Add support for SAP protocol features:
* connect and disconnect requests
* connect and disconnect responses
* disconnect indication
* timeouts for the valid connection
---
sap/sap.h | 2 +-
sap/server.c | 433 ++++++++++++++++++++++++++++++++++++++++++++++++++++++++--
2 files changed, 424 insertions(+), 11 deletions(-)
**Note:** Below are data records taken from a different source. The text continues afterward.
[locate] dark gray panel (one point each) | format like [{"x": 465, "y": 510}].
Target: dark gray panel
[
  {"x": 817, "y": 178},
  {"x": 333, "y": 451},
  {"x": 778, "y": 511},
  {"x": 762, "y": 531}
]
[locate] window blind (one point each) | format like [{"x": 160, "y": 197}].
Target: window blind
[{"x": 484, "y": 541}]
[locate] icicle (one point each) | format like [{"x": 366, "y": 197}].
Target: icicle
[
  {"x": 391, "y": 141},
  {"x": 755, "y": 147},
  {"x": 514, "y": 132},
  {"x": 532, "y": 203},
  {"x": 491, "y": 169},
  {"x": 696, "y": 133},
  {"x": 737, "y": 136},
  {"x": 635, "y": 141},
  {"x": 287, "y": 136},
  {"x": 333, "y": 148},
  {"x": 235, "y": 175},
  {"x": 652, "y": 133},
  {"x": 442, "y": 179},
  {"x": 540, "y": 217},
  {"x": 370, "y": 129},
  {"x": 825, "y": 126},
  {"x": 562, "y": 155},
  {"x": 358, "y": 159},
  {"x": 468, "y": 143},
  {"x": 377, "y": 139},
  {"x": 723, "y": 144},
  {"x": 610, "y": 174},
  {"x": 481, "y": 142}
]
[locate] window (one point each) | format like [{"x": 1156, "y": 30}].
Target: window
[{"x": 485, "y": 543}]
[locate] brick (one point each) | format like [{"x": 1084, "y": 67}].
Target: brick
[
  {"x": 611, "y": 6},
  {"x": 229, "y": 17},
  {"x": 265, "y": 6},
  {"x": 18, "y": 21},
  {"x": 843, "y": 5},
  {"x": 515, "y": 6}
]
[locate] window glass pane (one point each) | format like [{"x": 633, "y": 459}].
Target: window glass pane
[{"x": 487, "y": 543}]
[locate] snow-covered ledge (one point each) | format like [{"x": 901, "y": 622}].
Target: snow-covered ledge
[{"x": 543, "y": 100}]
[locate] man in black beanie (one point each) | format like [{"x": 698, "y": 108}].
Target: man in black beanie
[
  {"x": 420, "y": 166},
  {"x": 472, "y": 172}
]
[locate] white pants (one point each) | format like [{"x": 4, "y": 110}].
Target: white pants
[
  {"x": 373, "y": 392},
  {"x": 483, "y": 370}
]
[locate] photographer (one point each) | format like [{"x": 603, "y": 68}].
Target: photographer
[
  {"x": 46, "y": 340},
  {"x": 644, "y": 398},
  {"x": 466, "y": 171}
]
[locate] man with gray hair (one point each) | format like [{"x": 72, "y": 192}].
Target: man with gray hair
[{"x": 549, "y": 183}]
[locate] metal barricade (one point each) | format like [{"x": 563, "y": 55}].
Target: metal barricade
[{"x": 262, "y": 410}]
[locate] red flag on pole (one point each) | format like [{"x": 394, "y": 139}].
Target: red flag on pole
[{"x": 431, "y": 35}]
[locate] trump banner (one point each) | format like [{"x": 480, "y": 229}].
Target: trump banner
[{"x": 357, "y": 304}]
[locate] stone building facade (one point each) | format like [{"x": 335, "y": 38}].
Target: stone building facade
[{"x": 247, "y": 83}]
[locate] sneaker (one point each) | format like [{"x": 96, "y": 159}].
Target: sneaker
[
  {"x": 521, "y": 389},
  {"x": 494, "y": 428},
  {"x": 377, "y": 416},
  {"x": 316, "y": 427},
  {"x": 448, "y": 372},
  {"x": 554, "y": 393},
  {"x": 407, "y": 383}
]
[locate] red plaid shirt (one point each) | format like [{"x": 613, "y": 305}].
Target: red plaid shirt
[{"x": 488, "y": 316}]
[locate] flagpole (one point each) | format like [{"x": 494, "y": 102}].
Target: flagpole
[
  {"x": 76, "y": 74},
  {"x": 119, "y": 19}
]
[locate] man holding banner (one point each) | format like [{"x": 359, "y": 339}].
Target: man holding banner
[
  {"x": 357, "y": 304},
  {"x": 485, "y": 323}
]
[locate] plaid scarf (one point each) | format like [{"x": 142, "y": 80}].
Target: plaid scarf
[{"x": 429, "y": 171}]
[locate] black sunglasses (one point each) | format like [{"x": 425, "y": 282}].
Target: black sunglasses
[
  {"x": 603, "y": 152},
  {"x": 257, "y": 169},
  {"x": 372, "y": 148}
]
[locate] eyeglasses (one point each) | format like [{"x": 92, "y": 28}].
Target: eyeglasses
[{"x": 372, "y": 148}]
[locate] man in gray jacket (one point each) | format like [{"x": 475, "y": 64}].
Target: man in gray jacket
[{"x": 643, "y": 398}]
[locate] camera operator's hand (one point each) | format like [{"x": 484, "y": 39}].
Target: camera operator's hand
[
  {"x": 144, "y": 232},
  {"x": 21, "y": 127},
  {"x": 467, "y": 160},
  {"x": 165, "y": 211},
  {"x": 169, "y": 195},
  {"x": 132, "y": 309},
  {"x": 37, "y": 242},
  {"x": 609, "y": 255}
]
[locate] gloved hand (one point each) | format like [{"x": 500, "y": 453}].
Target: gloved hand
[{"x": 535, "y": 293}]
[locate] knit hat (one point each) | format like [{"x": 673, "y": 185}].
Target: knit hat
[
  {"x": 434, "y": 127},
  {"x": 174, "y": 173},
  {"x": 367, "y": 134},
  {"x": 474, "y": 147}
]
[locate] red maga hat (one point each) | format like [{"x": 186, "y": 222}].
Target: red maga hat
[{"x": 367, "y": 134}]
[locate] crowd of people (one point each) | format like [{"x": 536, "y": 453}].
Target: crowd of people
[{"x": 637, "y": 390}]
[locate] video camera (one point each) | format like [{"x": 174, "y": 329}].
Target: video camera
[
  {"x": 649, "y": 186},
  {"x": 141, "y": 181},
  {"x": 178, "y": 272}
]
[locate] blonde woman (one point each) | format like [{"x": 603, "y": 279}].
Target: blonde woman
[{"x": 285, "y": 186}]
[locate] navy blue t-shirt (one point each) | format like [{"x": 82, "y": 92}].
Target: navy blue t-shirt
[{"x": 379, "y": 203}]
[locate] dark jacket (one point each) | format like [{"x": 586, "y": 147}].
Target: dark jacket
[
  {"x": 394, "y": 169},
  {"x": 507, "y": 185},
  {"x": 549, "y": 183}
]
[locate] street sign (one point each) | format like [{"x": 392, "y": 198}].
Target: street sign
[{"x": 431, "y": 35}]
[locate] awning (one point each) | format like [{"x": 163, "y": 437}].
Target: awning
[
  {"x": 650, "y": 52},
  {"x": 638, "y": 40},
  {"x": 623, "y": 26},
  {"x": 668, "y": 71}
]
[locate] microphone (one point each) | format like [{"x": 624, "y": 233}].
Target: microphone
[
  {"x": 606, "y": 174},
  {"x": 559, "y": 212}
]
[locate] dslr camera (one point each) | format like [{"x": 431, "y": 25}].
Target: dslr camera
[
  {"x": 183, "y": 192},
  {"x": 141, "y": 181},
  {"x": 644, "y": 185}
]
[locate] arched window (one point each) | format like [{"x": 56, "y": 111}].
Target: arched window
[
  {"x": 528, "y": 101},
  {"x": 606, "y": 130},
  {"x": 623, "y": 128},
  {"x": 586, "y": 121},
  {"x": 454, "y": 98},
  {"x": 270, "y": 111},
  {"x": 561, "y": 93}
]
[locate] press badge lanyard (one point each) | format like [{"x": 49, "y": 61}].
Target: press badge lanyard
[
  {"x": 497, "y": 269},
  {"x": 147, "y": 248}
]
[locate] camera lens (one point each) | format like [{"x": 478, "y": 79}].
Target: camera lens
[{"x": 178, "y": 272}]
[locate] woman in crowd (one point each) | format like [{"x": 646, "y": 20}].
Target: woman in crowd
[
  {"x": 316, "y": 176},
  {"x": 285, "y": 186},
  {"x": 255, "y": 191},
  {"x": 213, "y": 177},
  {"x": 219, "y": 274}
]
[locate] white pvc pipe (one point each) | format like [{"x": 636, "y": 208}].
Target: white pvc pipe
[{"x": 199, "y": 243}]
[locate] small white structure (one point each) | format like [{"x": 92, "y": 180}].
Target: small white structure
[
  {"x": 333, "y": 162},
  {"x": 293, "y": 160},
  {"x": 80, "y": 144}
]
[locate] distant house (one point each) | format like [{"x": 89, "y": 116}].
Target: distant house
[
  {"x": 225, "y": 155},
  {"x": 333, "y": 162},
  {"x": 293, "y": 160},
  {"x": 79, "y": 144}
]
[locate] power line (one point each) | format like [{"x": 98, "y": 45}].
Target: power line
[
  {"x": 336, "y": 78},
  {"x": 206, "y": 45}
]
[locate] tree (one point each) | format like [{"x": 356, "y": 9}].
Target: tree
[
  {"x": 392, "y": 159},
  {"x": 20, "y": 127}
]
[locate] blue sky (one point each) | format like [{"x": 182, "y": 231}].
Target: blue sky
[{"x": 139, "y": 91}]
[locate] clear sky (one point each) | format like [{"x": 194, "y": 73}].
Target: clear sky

diff --git a/sap/sap.h b/sap/sap.h
index bd0f06d..24240ca 100644
--- a/sap/sap.h
+++ b/sap/sap.h
@@ -143,7 +143,7 @@ enum sap_param_id {
#define SAP_PARAM_ID_DISCONNECT_IND_LEN 0x01
#define SAP_PARAM_ID_CARD_READER_STATUS_LEN 0x01
#define SAP_PARAM_ID_STATUS_CHANGE_LEN 0x01
-#define SAP_PARAM_ID_TRANSPORT_PROTOCOL_LEN 0x01
+#define SAP_PARAM_ID_TRANSPORT_PROTO_LEN 0x01
/* Transport Protocol - SAP v1.1 section 5.2.9 */
enum sap_transport_protocol {
diff --git a/sap/server.c b/sap/server.c
index 1c62a3e..8337fe1 100644
--- a/sap/server.c
+++ b/sap/server.c
@@ -50,14 +50,28 @@
#define SAP_SERVER_CHANNEL 8
#define SAP_BUF_SIZE 512
+#define PADDING4(x) (4 - (x & 0x03))
+#define PARAMETER_SIZE(x) (sizeof(struct sap_parameter) + x + PADDING4(x))
+
+#define SAP_NO_REQ 0xFF
+
+#define SAP_TIMER_GRACEFUL_DISCONNECT 30
+#define SAP_TIMER_NO_ACTIVITY 30
+
enum {
SAP_STATE_DISCONNECTED,
+ SAP_STATE_CONNECT_IN_PROGRESS,
SAP_STATE_CONNECTED,
+ SAP_STATE_GRACEFUL_DISCONNECT,
+ SAP_STATE_IMMEDIATE_DISCONNECT,
+ SAP_STATE_CLIENT_DISCONNECT
};
struct sap_connection {
GIOChannel *io;
uint32_t state;
+ uint8_t processing_req;
+ guint timer_id;
};
struct sap_server {
@@ -71,6 +85,72 @@ struct sap_server {
static DBusConnection *connection;
static struct sap_server *server;
+static void start_guard_timer(struct sap_connection *conn, guint interval);
+static void stop_guard_timer(struct sap_connection *conn);
+static gboolean guard_timeout(gpointer data);
+
+static int check_msg(struct sap_message *msg)
+{
+ if (!msg)
+ return -EINVAL;
+
+ switch (msg->id) {
+ case SAP_CONNECT_REQ:
+ if (msg->nparam != 0x01)
+ return -EBADMSG;
+
+ if (msg->param->id != SAP_PARAM_ID_MAX_MSG_SIZE)
+ return -EBADMSG;
+
+ if (ntohs(msg->param->len) != SAP_PARAM_ID_MAX_MSG_SIZE_LEN)
+ return -EBADMSG;
+
+ break;
+
+ case SAP_TRANSFER_APDU_REQ:
+ if (msg->nparam != 0x01)
+ return -EBADMSG;
+
+ if (msg->param->id != SAP_PARAM_ID_COMMAND_APDU)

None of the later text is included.